SingHealth cyber attack: Bite the bullet and reboot Smart Nation

23 July 2018

SingHealth cyber attack: Bite the bullet and reboot Smart Nation
Irene Tham
Senior Tech Correspondent

The level of cyber hygiene must rise to better thwart increasingly sophisticated hackers.

The challenges are primarily on two fronts: the lack of technology maturity and standardisation, and people’s reluctance to change old, risky habits.

A lot would be at stake if Singapore had rushed to roll out hundreds of thousands of energy, lighting or environment sensors, or Web-connected cameras on smart lamp posts islandwide without the sophisticated safeguards to fend off state-sponsored hackers – many of whom are repeatedly probing Singapore’s critical systems to exfiltrate sensitive data for political or economic gains.

“The stock taking is important because at the heart of Smart Nation projects are Internet-of-Things (IoT) devices such as sensors or Web cameras, many of which do not even have a password protection mechanism for access control,” said Mr Aloysius Cheang, Asia-Pacific executive vice-president of the Centre for Strategic Cyberspace + Security Science, a London-based think-tank.

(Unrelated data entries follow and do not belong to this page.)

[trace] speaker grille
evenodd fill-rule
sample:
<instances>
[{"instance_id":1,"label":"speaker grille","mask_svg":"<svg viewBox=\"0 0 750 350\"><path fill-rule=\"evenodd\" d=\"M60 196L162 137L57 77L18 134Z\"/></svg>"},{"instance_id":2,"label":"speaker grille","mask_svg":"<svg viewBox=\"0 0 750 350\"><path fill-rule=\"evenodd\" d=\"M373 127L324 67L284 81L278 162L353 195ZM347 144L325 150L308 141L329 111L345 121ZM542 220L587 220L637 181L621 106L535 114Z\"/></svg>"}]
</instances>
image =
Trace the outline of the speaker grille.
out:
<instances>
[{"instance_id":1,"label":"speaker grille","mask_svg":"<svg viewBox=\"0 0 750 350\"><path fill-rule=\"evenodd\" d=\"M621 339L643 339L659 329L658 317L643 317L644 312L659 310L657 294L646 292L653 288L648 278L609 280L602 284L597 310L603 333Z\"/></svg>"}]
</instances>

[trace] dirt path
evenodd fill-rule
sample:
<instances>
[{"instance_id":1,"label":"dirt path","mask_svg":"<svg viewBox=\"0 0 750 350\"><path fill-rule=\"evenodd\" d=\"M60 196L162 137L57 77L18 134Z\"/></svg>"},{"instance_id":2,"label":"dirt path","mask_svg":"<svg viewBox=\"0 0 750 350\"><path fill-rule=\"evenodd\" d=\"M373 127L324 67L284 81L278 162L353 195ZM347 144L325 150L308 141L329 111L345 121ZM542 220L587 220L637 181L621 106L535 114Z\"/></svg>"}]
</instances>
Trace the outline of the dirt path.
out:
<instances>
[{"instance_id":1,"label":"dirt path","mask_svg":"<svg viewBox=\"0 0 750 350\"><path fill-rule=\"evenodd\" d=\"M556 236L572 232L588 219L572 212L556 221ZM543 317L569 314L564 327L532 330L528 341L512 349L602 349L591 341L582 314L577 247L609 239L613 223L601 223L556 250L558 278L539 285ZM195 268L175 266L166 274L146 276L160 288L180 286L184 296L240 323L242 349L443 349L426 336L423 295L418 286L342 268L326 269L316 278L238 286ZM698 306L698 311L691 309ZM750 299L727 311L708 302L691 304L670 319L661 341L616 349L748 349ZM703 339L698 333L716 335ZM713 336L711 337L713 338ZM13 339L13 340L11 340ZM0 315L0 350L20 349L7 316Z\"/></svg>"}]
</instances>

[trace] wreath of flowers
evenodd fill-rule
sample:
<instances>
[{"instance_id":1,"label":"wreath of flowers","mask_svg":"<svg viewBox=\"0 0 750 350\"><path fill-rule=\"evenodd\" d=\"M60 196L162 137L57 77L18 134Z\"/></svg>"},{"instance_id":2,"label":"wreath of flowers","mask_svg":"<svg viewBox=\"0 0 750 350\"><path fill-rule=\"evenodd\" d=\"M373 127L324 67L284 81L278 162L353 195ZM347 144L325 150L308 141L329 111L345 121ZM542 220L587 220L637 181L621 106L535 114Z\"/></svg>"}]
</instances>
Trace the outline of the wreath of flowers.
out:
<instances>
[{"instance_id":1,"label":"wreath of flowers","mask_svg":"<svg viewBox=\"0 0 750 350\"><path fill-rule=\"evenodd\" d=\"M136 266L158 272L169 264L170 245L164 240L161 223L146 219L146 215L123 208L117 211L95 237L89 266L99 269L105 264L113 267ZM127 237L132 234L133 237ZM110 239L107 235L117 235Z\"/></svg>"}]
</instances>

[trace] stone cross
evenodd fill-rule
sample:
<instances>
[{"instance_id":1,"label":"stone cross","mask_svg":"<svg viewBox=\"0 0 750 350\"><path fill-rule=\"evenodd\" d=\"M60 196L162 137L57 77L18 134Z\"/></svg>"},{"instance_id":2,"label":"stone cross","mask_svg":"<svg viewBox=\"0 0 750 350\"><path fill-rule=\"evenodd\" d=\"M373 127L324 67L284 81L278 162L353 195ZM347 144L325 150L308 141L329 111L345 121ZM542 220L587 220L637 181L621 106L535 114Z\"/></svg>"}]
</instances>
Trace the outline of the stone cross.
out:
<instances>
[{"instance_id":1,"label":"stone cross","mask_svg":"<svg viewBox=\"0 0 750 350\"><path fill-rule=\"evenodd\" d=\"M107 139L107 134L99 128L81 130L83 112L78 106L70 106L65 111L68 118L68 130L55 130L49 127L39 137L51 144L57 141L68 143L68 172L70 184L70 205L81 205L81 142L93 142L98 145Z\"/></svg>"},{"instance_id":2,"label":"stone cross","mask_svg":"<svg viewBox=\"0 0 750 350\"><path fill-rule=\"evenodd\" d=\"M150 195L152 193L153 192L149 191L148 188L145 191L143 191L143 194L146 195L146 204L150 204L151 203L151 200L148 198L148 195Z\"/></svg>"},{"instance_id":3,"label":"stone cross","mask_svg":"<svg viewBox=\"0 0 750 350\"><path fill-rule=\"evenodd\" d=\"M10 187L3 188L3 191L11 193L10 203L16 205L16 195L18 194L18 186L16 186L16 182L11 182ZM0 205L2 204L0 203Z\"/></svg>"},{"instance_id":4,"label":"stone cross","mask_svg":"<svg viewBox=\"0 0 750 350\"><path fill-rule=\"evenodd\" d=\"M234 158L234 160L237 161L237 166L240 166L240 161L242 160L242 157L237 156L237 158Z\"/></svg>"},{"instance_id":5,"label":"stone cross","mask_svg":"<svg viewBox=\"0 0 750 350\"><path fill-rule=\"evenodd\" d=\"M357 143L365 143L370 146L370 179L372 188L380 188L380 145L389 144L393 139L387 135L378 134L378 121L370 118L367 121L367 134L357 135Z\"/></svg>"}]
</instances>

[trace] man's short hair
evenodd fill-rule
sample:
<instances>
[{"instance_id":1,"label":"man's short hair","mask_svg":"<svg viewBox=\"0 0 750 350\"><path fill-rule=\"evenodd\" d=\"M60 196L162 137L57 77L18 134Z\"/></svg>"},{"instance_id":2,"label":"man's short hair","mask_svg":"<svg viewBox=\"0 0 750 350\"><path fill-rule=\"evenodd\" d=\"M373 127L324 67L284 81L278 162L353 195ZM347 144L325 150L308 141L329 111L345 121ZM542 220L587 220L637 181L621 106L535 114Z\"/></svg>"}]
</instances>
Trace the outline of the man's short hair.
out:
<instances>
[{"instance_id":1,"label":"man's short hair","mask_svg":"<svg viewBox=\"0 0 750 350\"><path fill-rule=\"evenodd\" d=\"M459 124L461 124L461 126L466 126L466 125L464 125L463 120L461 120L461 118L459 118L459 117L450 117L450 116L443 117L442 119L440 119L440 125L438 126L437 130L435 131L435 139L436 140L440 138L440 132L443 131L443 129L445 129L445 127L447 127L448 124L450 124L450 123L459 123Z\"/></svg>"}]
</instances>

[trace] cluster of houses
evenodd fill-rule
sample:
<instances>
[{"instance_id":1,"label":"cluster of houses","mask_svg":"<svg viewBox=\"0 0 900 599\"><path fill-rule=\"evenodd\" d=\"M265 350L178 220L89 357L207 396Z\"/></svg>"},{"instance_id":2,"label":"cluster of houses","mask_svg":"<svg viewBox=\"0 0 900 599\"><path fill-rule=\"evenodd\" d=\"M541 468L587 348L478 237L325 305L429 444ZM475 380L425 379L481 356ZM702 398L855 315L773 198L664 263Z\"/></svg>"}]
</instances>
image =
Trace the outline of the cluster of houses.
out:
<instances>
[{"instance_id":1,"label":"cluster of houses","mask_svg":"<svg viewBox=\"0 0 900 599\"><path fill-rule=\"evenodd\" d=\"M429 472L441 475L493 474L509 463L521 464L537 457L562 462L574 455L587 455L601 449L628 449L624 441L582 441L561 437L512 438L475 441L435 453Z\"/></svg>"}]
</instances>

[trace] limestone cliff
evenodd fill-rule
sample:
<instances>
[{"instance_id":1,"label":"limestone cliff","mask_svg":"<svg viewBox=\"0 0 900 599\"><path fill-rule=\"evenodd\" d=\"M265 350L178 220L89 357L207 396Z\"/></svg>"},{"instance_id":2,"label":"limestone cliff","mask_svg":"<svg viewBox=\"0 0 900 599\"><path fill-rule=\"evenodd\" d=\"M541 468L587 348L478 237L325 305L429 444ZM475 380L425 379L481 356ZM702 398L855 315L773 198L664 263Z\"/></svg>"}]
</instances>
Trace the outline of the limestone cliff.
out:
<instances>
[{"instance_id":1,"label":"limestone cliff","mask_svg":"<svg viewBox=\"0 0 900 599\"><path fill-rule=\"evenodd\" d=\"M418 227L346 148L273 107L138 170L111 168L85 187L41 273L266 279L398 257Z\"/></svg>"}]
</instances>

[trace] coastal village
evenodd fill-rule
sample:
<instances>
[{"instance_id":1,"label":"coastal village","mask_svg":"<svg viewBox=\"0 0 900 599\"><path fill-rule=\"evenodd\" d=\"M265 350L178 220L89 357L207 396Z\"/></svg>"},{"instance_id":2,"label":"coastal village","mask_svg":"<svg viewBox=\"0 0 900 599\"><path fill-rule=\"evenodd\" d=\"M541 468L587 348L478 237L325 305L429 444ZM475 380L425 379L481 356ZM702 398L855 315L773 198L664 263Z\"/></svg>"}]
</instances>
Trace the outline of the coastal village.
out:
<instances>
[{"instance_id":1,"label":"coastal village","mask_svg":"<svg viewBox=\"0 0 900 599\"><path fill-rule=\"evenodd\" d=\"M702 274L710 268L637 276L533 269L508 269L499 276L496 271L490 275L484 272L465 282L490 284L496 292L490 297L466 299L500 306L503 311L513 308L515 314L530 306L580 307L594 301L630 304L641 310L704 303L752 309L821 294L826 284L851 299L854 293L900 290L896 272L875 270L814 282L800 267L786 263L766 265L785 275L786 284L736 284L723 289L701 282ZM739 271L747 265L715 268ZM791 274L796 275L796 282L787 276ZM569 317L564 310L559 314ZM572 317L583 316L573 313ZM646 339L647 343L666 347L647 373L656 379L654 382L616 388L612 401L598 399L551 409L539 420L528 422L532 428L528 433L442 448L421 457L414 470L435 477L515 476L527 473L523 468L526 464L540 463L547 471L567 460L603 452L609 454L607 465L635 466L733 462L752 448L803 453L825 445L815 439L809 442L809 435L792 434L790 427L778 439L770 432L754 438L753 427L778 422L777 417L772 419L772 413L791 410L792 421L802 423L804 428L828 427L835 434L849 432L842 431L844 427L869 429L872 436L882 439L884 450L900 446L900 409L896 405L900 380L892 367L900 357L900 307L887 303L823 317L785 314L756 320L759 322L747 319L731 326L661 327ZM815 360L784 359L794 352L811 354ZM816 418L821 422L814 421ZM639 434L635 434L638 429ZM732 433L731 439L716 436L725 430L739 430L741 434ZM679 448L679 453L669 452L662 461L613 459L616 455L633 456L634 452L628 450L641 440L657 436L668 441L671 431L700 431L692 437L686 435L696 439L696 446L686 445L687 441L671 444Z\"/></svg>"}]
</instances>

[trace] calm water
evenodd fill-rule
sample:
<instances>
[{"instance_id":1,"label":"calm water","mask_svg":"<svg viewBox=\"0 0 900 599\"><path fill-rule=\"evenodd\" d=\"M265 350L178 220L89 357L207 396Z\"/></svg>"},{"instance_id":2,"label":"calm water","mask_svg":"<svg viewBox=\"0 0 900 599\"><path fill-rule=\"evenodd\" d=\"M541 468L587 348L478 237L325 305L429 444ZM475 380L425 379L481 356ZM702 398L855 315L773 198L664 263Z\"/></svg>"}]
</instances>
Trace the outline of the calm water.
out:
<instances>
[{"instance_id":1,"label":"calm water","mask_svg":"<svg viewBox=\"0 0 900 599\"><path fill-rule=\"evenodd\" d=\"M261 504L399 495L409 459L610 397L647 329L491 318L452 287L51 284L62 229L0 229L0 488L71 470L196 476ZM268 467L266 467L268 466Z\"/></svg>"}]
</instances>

The fact that IoT devices are always connected to the Web has also multiplied the risks of data exposure.

In the light of heightened risks and in the aftermath of the SingHealth breach, it wouldn’t be surprising if the Singapore authorities rewrite technology specifications for some projects.

Cumbersome processes should also be rewritten to get people to change old habits that introduce cyber risks. For instance, it is a common practice to get employees to change their passwords every three months. But this approach provides a false sense of security as employees are known to write down their passwords on sticky notes to remember them. People also use easy-to-guess passwords such as their birth dates, or use the same password for all their online accounts.

Two-factor authentication involving the use of one-time passwords randomly generated by hardware tokens or sent via SMS provides extra security. However, on a national scale, the elderly and less savvy people would struggle with it.